As a curious kid who’s been fighting leukemia for more than a year, Jalen has learned a lot about what it means to be sick – and what it takes to heal.
“Jalen always asks a lot of questions about what medications he has to take and why,” says his mom, Karen. “I love that his nurses and doctors always talk to him directly and explain everything to him.”
A Shocking Diagnosis
Jalen was in second grade when he first started feeling ill. His parents figured he was just fighting a virus, but as he got progressively worse, they decided to further investigate his symptoms.
“He was having a hard time walking,” says Karen. “And he had a lymph node on his shoulder that was the size of a plum,” adds Jalen’s dad, Chad.
Jalen’s parents took him to urgent care, where doctors ran blood tests. His parents expected their son to be diagnosed with mono. Instead, they were devastated to learn that Jalen had leukemia.
“We told Jalen it was serious but that we were going to get through this as a family,” says Chad.
Easing the Pain
Jalen immediately started chemotherapy at Children’s Colorado on the Anschutz Medical Campus, where he stayed for eight days.
Jalen says his doctors and nurses went above and beyond to make his painful treatments as easy as possible.
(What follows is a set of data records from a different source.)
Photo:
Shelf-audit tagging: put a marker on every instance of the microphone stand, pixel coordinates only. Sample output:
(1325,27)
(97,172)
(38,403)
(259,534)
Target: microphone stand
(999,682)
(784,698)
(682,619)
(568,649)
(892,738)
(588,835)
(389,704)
For example, when one of his drugs made him violently ill, his caregivers worked together to brainstorm alternatives that wouldn’t make him sick. When Jalen shared that he hated the smell of his oxygen masks, his nurses added an orange scent to make it bearable.
“They treat me like I'm the only patient they have,” says Jalen.
A team of child life specialists from Children’s Colorado even gave a presentation to Jalen’s classmates to help explain his diagnosis.
“There were some things that were hard to talk about with my friends,” says Jalen. “After the child life specialists came to my school, it made it a lot easier to share about what I’m going through.”
Seeking New Cures
Today, Jalen’s cancer is in remission, but his treatment regimen still requires him to receive chemotherapy every 10 days. His infusions leave him exhausted and nauseous. Most of the time he can only go to school for half the day.
“I wish there was an easier cure,” says Jalen.
That desire inspired Jalen to become a Patient Ambassador for Children’s Colorado. Today, he’s raising money for the Center for Cancer and Blood Disorders at Children’s Colorado in hopes that doctors can find new treatments that don’t require the painful side effects of chemotherapy.
Physician-scientists are already making tremendous strides through research. Hundreds of clinical trials are currently underway at Children’s Colorado, and a promising new treatment approach known as immunotherapy has shown success in harnessing the body’s own immune system to kill cancer cells. With the support of donors – and generous kids like Jalen – a chemo-free future could someday be a reality.
In the meantime, Jalen continues his brave fight. He’s a self-described master Lego® builder, and he dreams of someday becoming the President of the United States.
Jalen encourages other children fighting cancer to stay brave. “It’s going to be okay,” he says.